Looking through the data, there seem to be a lot of question marks! This is likely indicting missing data. Python is not going to be able to handle question marks every well, and it will definitely mess up our math later! Let's re-import the data, letting Python know that the question marks should be coded as `NaN` (a special value in Python meaning "not a number").

In [None]:
cervical_cancer_data = pd.read_csv("http://archive.ics.uci.edu/ml/machine-learning-databases/00383/risk_factors_cervical_cancer.csv", na_values="?")
cervical_cancer_data.head()

Since there are more columns than can be displayed above, let's list them all so we know what data we have.

In [None]:
cervical_cancer_data.columns

### Data exploration

Next, let's dig into the data itself. First, we'll create a statistical summary table using the method `.describe`.

In [None]:
cervical_cancer_data.describe()

If we look closely, we can see that there are a few columns that are likely True/False (or "boolean") variables (like `Smokes` for example) that are being treated like numerical variables. We should look in the data dictionary of the dataset (found here: https://archive.ics.uci.edu/ml/datasets/Cervical+cancer+%28Risk+Factors%29). It's sparse, but we can find out which columns are supposed to be True/False and change those column types. Usually, when data are coded this way, 1 means "True" and 0 means "False". 

In [None]:
boolean_cols = ['Smokes', 'Hormonal Contraceptives', 'IUD', 'STDs', 
                'STDs:condylomatosis', 'STDs:cervical condylomatosis', 
                'STDs:vaginal condylomatosis', 'STDs:vulvo-perineal condylomatosis', 
                'STDs:syphilis','STDs:pelvic inflammatory disease', 'STDs:genital herpes',
                'STDs:molluscum contagiosum', 'STDs:AIDS', 'STDs:HIV', 'STDs:Hepatitis B', 
                'STDs:HPV', 'Dx:Cancer', 'Dx:CIN', 'Dx:HPV', 'Dx', 'Hinselmann', 'Schiller',
                'Citology', 'Biopsy']
for x in boolean_cols:
    cervical_cancer_data[x] = cervical_cancer_data[x].astype("bool")
cervical_cancer_data

Now, let's look at a statistical summary of just the entries where the `Dx:Cancer` is True. 

In [None]:
cancer_pos = cervical_cancer_data.loc[cervical_cancer_data.loc[:,"Dx:Cancer"] == True,:].copy()
cancer_pos.describe()

### Exploratory data visualization 

Now, let's do some data visualization to explore the data. We may be able to find patterns that aren't easily seen by looking at numbers alone. 

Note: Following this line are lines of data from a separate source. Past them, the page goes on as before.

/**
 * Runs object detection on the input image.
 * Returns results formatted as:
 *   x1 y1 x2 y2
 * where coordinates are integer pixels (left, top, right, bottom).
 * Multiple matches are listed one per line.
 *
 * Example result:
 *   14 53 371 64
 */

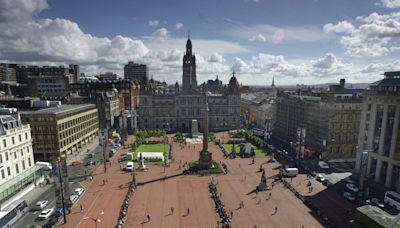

First, let's look at some histograms.

In [None]:
sns.displot(cervical_cancer_data['Age'], binwidth=5)
plt.title("Histogram of Age")
plt.show()

In [None]:
sns.displot(cervical_cancer_data['Smokes (packs/year)'], binwidth=1)
plt.title('Histogram of packs of cigarettes smoked per year')
plt.show()

How about some scatterplots? 

In [None]:
sns.relplot(data = cervical_cancer_data, x = cervical_cancer_data['Number of sexual partners'], y = cervical_cancer_data['STDs (number)'])
plt.show()

In [None]:
sns.relplot(data = cervical_cancer_data, x = cervical_cancer_data['Age'], y = cervical_cancer_data['STDs (number)'])
plt.show()

Let's look at a boxplot next.

In [None]:
sns.boxplot(y = cervical_cancer_data['Number of sexual partners'][~np.isnan(cervical_cancer_data['Number of sexual partners'])])
plt.show()

### Heat Maps and correlations

Now, let's take a look at the correlations between all of the variables. We can do this by creating a correlation table with the `.corr` method. Then, we can visualize those correlations in a heat map. 

In [None]:
corr = cervical_cancer_data.corr()
corr.head()

Let's make this table easier to look at by using a color gradient to shade the correlations: highly-correlated variables will be darker. 

In [None]:
corr.style.background_gradient()

Now we can make a heat map using the correlations that we've calculated. 

In [None]:
sns.heatmap(corr)
plt.show()

In the heat map above, very light tiles indicate a highly positive correlation, while very dark tiles indicate no correlation. Notice anything interesting? Perhaps this can help you develop a hypothesis that you can test in a later module!